The Devil is alive and well

Tom Owings

Recently, an acquaintance showed me a photograph of an old painting portraying a darkly handsome man with seductive eyes.

The title of the painting was “Satan, the Most Beautiful of all the Angels.”

It startled me for a moment to see the image of the Devil conceived in such a way — I’ve grown more accustomed to thinking of him as that horned guy with the pitchfork.

Popular culture has developed the frightening, monstrous image of Satan so thoroughly that it’s easy to forget Ezekiel 28: “Satan lived first as Lucifer, created as a beautiful, perfect angel.”

When my acquaintance showed me the photograph of this painting, she said, “I must get my hands on a print of this. I’m going to frame it in a big, gaudy frame, and when people come over for dinner and ask me who he is, I’ll say, ‘It’s the Devil! Isn’t he beautiful?’ Wouldn’t it just be hilarious?”

“No. They’ll only think you’re a little weird,” I told her.

It was a tacky idea, but it shouldn’t surprise anyone in the decade of Marilyn Manson.

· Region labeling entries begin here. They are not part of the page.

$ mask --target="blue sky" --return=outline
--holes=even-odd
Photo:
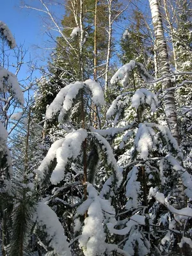
[[[20,8],[19,0],[5,0],[1,4],[0,20],[6,23],[15,38],[17,44],[24,43],[26,48],[40,44],[44,40],[38,13]]]
[[[1,0],[2,1],[2,0]],[[41,31],[41,19],[38,12],[31,10],[21,8],[20,0],[2,1],[0,8],[0,20],[5,23],[11,30],[15,38],[17,45],[24,45],[24,49],[28,50],[25,61],[29,59],[36,61],[38,52],[35,45],[41,45],[44,40],[45,35]],[[10,59],[12,63],[15,60],[12,57],[13,50],[10,51]],[[39,63],[40,61],[38,61]],[[13,71],[10,68],[11,71]],[[27,76],[29,68],[23,65],[18,75],[19,80],[22,80]],[[38,72],[34,74],[35,76],[40,76]]]
[[[1,1],[1,0],[0,0]],[[38,1],[25,0],[29,5],[38,6],[40,2]],[[28,50],[26,61],[29,58],[34,62],[37,62],[38,66],[45,63],[42,60],[49,56],[50,52],[38,49],[36,45],[44,47],[47,39],[50,40],[45,33],[45,28],[44,22],[40,17],[39,12],[29,8],[22,8],[20,0],[1,0],[0,8],[0,20],[5,23],[13,35],[17,45],[24,45],[24,48]],[[57,14],[63,14],[62,8],[56,10]],[[12,55],[13,50],[10,51],[10,58],[14,61]],[[27,67],[23,67],[18,76],[19,79],[26,76]],[[13,72],[12,70],[11,71]],[[35,76],[40,76],[38,72],[36,72]]]

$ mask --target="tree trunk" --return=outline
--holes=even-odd
[[[112,20],[111,20],[111,5],[112,5],[112,1],[109,0],[108,1],[108,10],[109,10],[109,30],[108,30],[108,54],[107,54],[107,63],[106,67],[106,77],[105,77],[105,87],[104,87],[104,92],[105,95],[108,92],[108,82],[109,82],[109,60],[110,60],[110,56],[111,52],[111,40],[112,40]]]
[[[152,22],[156,36],[157,51],[159,56],[159,74],[165,78],[162,83],[163,90],[172,87],[170,77],[166,77],[170,74],[170,63],[166,42],[164,40],[163,22],[159,9],[158,0],[149,0],[152,13]],[[176,106],[174,98],[174,92],[167,90],[164,99],[164,111],[168,125],[173,136],[179,144],[179,132],[177,124]]]

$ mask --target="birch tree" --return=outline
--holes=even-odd
[[[166,114],[168,125],[177,142],[179,143],[179,132],[177,123],[176,106],[174,99],[174,92],[168,89],[172,87],[170,74],[170,66],[168,60],[167,45],[164,39],[161,14],[160,12],[158,0],[149,0],[152,13],[152,22],[156,36],[156,47],[159,56],[159,73],[164,79],[162,82],[162,89],[166,90],[164,98],[164,112]]]

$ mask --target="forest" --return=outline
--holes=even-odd
[[[54,47],[0,20],[0,255],[191,255],[191,1],[22,8]]]

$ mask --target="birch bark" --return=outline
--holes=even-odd
[[[157,51],[159,56],[159,74],[165,77],[162,83],[163,90],[168,89],[172,86],[171,79],[166,77],[170,74],[170,63],[166,42],[163,27],[163,22],[158,0],[149,0],[152,22],[156,40]],[[174,97],[174,92],[168,90],[164,99],[164,111],[166,116],[168,125],[172,135],[179,144],[179,132],[177,124],[176,106]]]

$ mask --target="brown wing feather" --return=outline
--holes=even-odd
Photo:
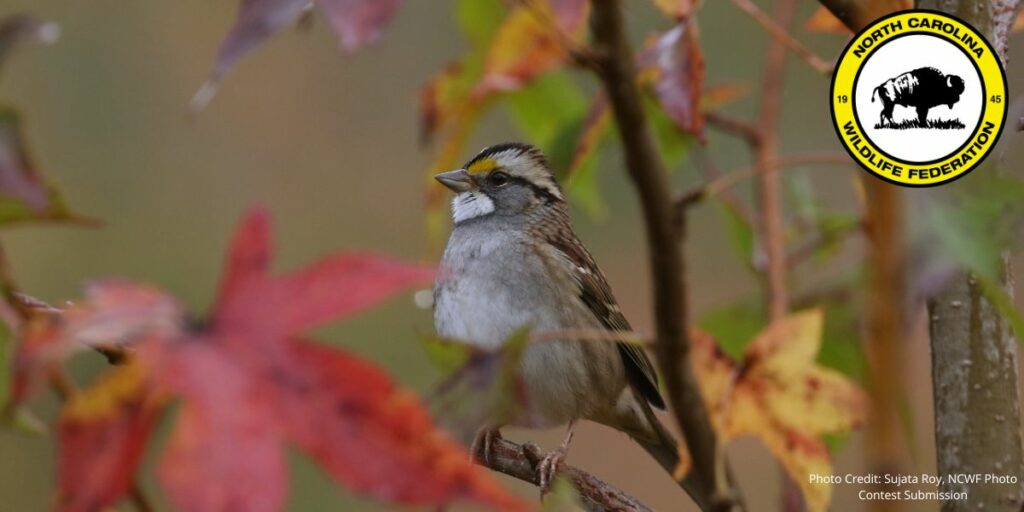
[[[549,219],[550,220],[550,219]],[[632,331],[629,321],[623,315],[611,295],[604,273],[598,268],[594,258],[572,231],[567,216],[561,222],[547,223],[540,234],[548,244],[565,254],[572,261],[575,281],[580,284],[580,299],[609,331]],[[632,343],[616,342],[618,354],[623,357],[626,375],[630,384],[640,392],[651,406],[665,409],[665,400],[657,389],[657,374],[643,349]]]

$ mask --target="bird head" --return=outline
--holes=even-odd
[[[519,142],[484,147],[461,169],[434,178],[456,193],[452,215],[457,224],[487,215],[521,215],[563,201],[544,154]]]

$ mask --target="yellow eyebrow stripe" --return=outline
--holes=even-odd
[[[484,158],[469,164],[469,167],[466,168],[466,172],[470,174],[480,174],[483,172],[490,172],[495,170],[496,167],[498,167],[498,162],[496,162],[495,159]]]

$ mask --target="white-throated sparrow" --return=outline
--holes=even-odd
[[[497,348],[523,327],[630,331],[604,274],[577,238],[562,190],[539,150],[493,145],[436,179],[456,193],[455,228],[434,288],[440,336]],[[651,410],[665,408],[657,377],[639,346],[532,343],[523,352],[520,378],[525,408],[483,426],[484,454],[488,436],[504,425],[568,424],[562,445],[542,464],[545,489],[565,456],[573,422],[587,419],[629,434],[682,483],[677,443]]]

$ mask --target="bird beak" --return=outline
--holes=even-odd
[[[442,185],[457,193],[464,193],[476,188],[476,182],[473,181],[473,177],[470,176],[465,169],[442,172],[434,176],[434,179],[440,181]]]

According to a recent CBS News/New York Times Poll, while 64 percent of all Americans still believe in the existence of Satan, 32 percent of Americans believe only in the red-horned silhouette on those tins of deviled ham at the supermarket.

Millions of people don’t believe in hell anymore.

Even among followers of Christianity, there are many people who no longer think the Devil exists.

According to the poll, fewer Catholics believe in Satan than Protestants.

Among those who still think the Devil exists, a large number of young people believe in demonic possession, and this same group believes in the rituals of exorcism.

However, the poll shows that a belief in the power of exorcists is far more prevalent among young people than among older people.

Apparently, young people who accept the notion of Satan’s existence really buy into all of the most popular and sensational ideas about him.

For heaven’s sake, America, turn off your televisions!

What none of these Americans realizes is that they’ve been brainwashed by “Those Amazing Mysteries” and “That’s Incredible” and all of the badly-produced Stephen King miniseries (Remember the one starring the actor who played John Boy on “The Waltons”? — Ew!).

Many Americans have been jaded by television and horror movies to the point where they just don’t believe in Satan anymore. Popular culture has transformed him into a fairy tale “Big Bad Wolf.”

But America should be afraid — very afraid. The Devil is alive and well in Washington D.C.

His name is Newt Gingrich.


Tom Owings is a graduate student in English from Ames. He is the opinion editor of the Daily.